The First Detection of 13 C 17 O in a Protoplanetary Disk: A Robust Tracer of Disk Gas Mass

Measurements of the gas mass are necessary to determine the planet formation potential of protoplanetary disks. Observations of rare CO isotopologues are typically used to determine disk gas masses; however, if the line emission is optically thick this will result in an underestimated disk mass. With the Atacama Large Millimeter/submillimeter Array we have detected the rarest stable CO isotopologue, ${}^{13}{{\rm{C}}}^{17}{\rm{O}}$, in a protoplanetary disk for the first time. We compare our observations with the existing detections of ${}^{12}\mathrm{CO}$, ${}^{13}\mathrm{CO}$, ${{\rm{C}}}^{18}{\rm{O}}$, and ${{\rm{C}}}^{17}{\rm{O}}$ in the HD 163296 disk. Radiative transfer modeling using a previously benchmarked model, and assuming interstellar isotopic abundances, significantly underestimates the integrated intensity of the ${}^{13}{{\rm{C}}}^{17}{\rm{O}}$ J = 3–2 line.

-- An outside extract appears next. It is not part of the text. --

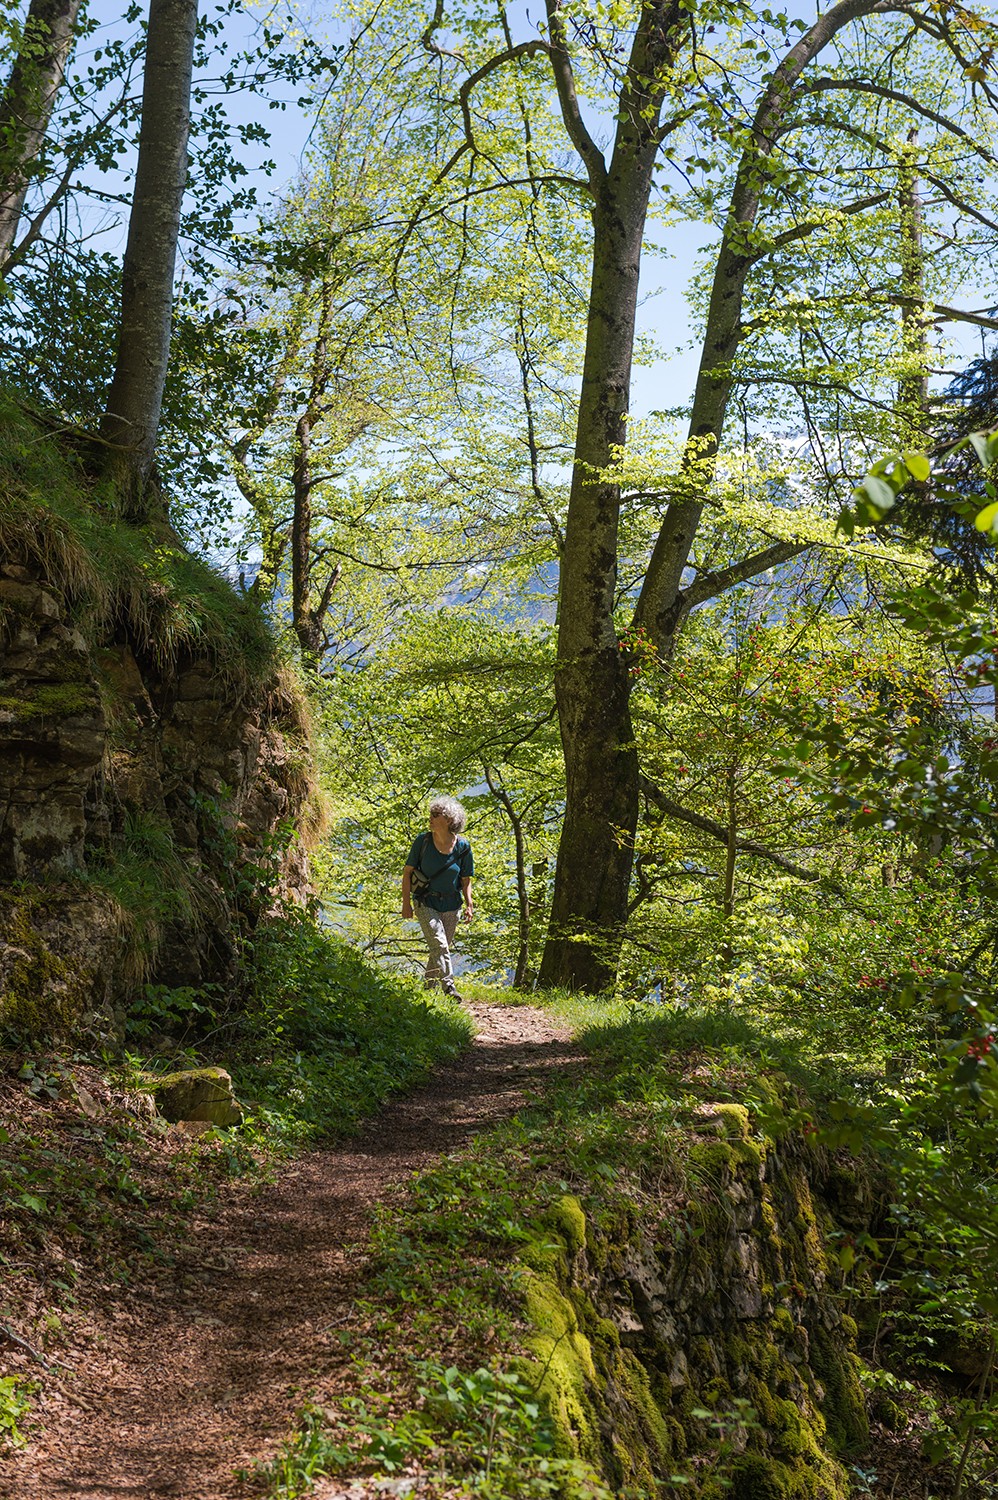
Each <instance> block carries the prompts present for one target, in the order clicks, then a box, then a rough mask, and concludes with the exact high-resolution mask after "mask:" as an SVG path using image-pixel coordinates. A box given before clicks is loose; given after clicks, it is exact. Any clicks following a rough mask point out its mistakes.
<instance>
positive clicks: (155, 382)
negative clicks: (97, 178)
mask: <svg viewBox="0 0 998 1500" xmlns="http://www.w3.org/2000/svg"><path fill="white" fill-rule="evenodd" d="M197 21H198V5H197V0H150V7H149V33H147V40H146V72H144V80H143V123H141V129H140V138H138V163H137V168H135V190H134V195H132V211H131V214H129V223H128V242H126V246H125V264H123V269H122V321H120V329H119V345H117V362H116V369H114V378H113V381H111V390H110V392H108V401H107V411H105V414H104V420H102V423H101V438H102V441H104V443H105V444H108V446H110V453H111V456H110V462H108V466H110V469H111V472H113V474H114V475H116V478H117V481H119V486H120V490H122V499H123V511H125V516H126V517H128V519H129V520H134V522H141V520H146V519H149V507H150V496H149V490H150V486H149V478H150V472H152V466H153V458H155V453H156V437H158V434H159V417H161V413H162V399H164V386H165V381H167V366H168V362H170V329H171V321H173V291H174V273H176V263H177V240H179V236H180V207H182V202H183V192H185V187H186V181H188V135H189V129H191V75H192V68H194V40H195V33H197Z"/></svg>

Reconciliation between the observations and the model requires a global increase in CO gas mass by a factor of 3.5. This is a factor of 2–6 larger than previous gas mass estimates using ${{\rm{C}}}^{18}{\rm{O}}$. We find that ${{\rm{C}}}^{18}{\rm{O}}$ emission is optically thick within the snow line, while the ${}^{13}{{\rm{C}}}^{17}{\rm{O}}$ emission is optically thin and is thus a robust tracer of the bulk disk CO gas mass.